Jeez. Big deal! Most jokes have been told many times before! When I tell jokes orally, I never start out with "I read a joke on the URL so-and-so, and will retell it to you - listen: ...". No. I never provide source references when I retell a joke I have heard from someone else.
When others crack jokes, maybe I have heard the same joke in a dozen of variants before. A guy telling it again in a way so convincing that you just have to believe that he was the one experiecing it and the other twelve must have heard it from him... That's a pleasure! Your intellect tells you that it can't possibly be his originl joke, yet that thirteenth variant is the one you really love.
Great! Accept it! More than that: Enjoy it, when you hear the same joke told in a (possibly) new and refreshing way!
If you demand/expect to always hear new, original jokes all the time, you'll be disappointed. Rather enjoy new ones even more when you hear them. I suppose you have all heard about this storyteller club where stories and jokes had been retold so many times that old members knew them all by heart. So they decided to start numbering all the well known jokes. When someone said: "Fifty-four!", they all knew joke #54, and laughed or chuckled or whatever, depending on how funny they thought joke #54 to be. One of members one brought a guest, unfamiliar with the numbers, so when someone said "Thirteen!", he didn't know how to react. But he got the basic idea, and wanted to participate, so he said "Six hundred and eighty!" and everbody laughed like crazy - that one none of them had heard before.

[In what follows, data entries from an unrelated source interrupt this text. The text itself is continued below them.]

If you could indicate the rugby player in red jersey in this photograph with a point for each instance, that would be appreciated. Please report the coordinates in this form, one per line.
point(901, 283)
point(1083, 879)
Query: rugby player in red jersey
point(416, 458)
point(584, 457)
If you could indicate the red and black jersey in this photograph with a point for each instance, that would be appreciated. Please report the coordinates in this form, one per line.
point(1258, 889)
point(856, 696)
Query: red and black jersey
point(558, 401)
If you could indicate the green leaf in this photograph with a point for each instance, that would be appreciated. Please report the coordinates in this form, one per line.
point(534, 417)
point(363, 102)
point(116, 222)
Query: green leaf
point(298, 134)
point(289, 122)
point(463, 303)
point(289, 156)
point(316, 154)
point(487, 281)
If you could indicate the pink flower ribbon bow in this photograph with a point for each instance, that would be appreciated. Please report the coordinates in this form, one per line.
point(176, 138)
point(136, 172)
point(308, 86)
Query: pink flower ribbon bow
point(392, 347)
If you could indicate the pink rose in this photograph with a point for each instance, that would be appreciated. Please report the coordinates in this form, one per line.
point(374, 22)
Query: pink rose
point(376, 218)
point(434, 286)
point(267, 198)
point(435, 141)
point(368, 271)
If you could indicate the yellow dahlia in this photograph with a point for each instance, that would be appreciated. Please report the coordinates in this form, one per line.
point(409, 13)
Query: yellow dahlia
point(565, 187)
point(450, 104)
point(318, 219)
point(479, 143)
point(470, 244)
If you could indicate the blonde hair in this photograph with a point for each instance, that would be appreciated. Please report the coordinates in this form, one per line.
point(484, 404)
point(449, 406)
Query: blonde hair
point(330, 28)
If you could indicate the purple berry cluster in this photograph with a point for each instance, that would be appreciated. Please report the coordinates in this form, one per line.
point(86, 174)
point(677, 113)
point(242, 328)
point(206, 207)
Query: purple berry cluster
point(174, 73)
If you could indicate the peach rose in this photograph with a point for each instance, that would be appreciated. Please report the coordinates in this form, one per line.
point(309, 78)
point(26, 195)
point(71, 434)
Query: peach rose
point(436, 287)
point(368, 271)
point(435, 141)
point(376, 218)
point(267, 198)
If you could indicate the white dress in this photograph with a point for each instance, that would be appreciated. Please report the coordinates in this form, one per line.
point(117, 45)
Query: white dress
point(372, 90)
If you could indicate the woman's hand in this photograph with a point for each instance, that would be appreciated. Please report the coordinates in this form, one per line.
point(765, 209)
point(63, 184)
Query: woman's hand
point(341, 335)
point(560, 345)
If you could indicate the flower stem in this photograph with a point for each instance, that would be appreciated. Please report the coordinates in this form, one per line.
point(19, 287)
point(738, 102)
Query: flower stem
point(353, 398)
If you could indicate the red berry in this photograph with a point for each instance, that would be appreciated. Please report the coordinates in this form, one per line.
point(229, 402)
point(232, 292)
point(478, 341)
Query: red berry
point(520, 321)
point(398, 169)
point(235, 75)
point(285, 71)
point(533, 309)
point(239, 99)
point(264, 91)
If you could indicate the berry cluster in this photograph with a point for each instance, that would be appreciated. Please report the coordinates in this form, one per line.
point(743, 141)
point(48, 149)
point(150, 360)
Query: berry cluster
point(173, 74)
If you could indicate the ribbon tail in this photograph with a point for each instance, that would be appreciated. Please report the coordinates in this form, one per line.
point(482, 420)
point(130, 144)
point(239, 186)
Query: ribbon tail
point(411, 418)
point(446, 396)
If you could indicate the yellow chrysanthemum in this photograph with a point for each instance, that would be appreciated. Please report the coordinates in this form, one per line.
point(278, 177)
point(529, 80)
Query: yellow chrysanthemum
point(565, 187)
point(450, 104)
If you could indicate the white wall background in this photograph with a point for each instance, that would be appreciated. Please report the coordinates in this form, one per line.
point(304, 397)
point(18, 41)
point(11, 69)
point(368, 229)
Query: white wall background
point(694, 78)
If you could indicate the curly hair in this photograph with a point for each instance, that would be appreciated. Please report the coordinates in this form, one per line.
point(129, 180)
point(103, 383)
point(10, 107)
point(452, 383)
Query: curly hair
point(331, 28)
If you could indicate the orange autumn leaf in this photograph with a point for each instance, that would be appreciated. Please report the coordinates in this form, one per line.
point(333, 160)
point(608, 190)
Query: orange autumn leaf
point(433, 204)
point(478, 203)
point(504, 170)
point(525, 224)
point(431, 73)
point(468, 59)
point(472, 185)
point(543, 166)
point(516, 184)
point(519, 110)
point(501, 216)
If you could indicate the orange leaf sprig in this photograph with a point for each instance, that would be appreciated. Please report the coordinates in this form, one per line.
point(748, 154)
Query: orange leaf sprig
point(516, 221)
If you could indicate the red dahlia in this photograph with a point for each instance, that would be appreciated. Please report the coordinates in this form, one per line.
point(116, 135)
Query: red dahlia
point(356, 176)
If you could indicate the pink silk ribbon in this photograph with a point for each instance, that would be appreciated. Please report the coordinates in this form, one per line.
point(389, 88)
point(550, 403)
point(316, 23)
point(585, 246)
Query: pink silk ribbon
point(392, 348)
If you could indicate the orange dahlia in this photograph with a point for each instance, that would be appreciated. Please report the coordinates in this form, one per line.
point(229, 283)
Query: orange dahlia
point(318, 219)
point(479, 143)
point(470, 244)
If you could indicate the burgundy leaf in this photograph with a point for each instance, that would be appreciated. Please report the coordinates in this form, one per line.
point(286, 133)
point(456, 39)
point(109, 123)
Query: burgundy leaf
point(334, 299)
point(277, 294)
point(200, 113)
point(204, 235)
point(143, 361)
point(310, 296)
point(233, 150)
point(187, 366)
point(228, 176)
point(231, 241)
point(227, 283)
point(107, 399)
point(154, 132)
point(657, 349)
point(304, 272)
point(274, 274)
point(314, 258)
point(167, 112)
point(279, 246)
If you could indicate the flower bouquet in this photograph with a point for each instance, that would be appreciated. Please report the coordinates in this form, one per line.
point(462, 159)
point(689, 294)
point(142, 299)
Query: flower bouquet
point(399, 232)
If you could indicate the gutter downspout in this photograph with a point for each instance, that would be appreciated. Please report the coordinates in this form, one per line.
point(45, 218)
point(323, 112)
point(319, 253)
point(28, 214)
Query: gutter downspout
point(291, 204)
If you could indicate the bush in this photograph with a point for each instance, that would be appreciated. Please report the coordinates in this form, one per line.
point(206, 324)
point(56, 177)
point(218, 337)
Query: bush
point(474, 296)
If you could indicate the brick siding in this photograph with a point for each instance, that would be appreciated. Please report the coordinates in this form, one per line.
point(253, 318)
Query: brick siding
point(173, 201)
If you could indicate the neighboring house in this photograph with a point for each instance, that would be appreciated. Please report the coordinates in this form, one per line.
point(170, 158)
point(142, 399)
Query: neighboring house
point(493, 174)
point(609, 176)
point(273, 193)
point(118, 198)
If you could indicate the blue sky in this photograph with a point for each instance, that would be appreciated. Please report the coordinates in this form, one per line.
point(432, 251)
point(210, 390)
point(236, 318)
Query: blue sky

If you can succeed in that manner, by making your joke appear new and fresh (and also relevant, to the point, relating to something someone else just said), an old joke can get a new life.
I must admit that I am not a very good storytelller myself. My strenght (in humor) is that I am an expert in making the craziest mental associations to what I hear others say, and put in random side remarks that appears to be my spontaneous reactions - but quite often, they are punchlines I heard from professional comedians years ago. Those who have heard the line before laugh at the way I use re-use it, others laugh because it is new and fresh to them. I am not ashamed of stealing punchlines, and I do not feel obliged to make source references.
And I think that makes popular humor thrive.